Neben den vielen Workshops, die ich gebucht hatte, hatte ich leider wenig Zeit, mir als passiver Teilnehmer noch andere Coachings anzuhören. Für zwei hat es glücklicherweise doch gereicht. Ich hab mich dabei für zwei Sessions mit Felix Powroslo entschieden, weil wir vor Ewigkeiten mit ihm gearbeitet haben und es eine echt tolle, intensive Erfahrung war, von der mir sehr viel in Erinnerung geblieben ist!
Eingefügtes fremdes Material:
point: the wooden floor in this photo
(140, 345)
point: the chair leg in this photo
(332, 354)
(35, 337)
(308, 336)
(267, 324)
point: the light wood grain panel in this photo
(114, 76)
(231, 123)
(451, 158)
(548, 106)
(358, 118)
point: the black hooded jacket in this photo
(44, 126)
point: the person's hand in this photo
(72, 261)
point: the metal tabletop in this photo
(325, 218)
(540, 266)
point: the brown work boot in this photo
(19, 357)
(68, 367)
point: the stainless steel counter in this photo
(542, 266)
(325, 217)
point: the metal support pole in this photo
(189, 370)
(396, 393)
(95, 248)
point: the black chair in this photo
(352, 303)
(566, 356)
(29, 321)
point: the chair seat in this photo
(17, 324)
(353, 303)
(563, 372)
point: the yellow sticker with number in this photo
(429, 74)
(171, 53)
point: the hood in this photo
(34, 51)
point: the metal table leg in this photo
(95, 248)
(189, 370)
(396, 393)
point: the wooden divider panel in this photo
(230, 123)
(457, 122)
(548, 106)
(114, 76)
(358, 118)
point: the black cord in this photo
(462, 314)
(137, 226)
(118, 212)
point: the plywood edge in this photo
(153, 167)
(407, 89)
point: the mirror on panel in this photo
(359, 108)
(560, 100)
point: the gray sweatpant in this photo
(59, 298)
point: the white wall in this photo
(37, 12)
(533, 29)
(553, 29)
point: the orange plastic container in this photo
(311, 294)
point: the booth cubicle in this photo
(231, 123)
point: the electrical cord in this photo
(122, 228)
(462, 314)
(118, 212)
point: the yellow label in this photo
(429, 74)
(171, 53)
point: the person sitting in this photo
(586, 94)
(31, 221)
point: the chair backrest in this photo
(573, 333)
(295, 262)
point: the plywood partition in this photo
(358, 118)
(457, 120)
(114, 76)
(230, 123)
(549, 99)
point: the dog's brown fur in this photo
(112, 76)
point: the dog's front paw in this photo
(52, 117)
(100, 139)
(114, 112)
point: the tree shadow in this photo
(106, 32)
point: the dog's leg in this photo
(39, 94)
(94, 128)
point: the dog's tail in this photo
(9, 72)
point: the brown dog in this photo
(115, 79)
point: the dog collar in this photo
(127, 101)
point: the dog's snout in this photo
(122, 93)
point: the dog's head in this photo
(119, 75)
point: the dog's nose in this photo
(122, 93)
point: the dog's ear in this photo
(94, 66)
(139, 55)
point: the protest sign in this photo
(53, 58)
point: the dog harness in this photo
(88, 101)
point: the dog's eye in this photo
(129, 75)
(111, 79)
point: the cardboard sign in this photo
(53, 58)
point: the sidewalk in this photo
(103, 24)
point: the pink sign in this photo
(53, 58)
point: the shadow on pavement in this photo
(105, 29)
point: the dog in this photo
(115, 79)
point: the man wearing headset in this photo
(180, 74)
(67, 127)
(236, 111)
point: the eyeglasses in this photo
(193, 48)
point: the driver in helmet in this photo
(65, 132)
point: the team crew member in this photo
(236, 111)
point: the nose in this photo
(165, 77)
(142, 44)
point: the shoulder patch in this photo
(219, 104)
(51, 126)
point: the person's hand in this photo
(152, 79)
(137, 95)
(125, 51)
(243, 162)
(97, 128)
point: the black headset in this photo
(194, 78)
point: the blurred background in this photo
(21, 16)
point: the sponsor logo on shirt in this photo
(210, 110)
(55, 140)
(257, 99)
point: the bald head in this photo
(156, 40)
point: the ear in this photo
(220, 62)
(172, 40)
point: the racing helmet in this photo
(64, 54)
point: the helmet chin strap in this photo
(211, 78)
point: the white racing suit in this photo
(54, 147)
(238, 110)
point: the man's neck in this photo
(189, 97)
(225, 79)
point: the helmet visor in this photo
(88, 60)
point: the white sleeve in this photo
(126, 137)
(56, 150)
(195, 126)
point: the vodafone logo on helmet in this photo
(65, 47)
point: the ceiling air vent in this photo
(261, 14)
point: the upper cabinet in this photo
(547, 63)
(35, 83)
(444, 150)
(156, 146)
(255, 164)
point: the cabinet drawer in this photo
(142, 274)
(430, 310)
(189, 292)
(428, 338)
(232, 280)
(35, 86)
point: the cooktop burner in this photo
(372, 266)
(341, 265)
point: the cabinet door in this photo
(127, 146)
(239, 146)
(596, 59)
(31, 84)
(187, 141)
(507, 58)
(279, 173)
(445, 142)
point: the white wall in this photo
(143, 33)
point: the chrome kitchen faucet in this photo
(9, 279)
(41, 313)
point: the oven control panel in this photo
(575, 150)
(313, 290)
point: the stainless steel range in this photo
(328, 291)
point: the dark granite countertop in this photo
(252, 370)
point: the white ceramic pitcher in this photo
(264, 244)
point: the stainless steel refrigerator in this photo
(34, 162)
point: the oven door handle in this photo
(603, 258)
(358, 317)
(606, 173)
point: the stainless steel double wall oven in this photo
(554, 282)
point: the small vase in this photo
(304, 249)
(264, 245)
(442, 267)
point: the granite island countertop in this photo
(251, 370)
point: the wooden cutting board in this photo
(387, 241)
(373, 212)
Bei beiden Gruppen, denen ich lauschen durfte (B’n’T und Lautleben), ging es um dieselbe Thematik: den Kontakt zum Publikum. Ich fand dabei besonders die Ausführungen von Felix interessant, dass man als Akteur auf der Bühne verschiedene Möglichkeiten hat, die Zuschauer anzuschauen, ohne dass tatsächlich eine emotionale Verbindung entsteht. Aus anderen Coachings kenne ich das unangenehme Gefühl selbst, wenn man auf der Bühne steht und Augenkontakt mit den Zuschauern (oder auch nur den Bandkollegen) halten soll, während man vor lauter Stress sogar vergisst zu atmen. Insofern habe ich sehr mit den Ensembles mitgelitten, als sie immer wieder dabei erwischt wurden, die Nase unbewusst zu hoch oder zu tief zu halten, um den „Seelenblick“ zu vermeiden. Aber – wow – was waren das für wunderbare Momente, wenn sie es geschafft haben, den Flucht-Impuls zu überwinden! Ich hatte das Gefühl, dass in diesem Moment alles ein bisschen enger zusammengerückt ist im Raum. Die Gruppe auf der Bühne wurde erst in diesem Augenblick zu einer richtigen Einheit (auch auf musikalischer Ebene), bei der sich die Solisten von den Stimmen im Hintergrund getragen fühlten. Einige Zuschauer waren komplett berührt und ich hab das ein oder andere Tränchen gesehen, das sich jemand aus den Augen gewischt hat, und es war einfach eine sehr warme, intime Atmosphäre. Das sind die Momente, in denen aus sehr guten Ensembles fantastische werden – magische Momente. :-) Danke, dass ich dabei sein durfte!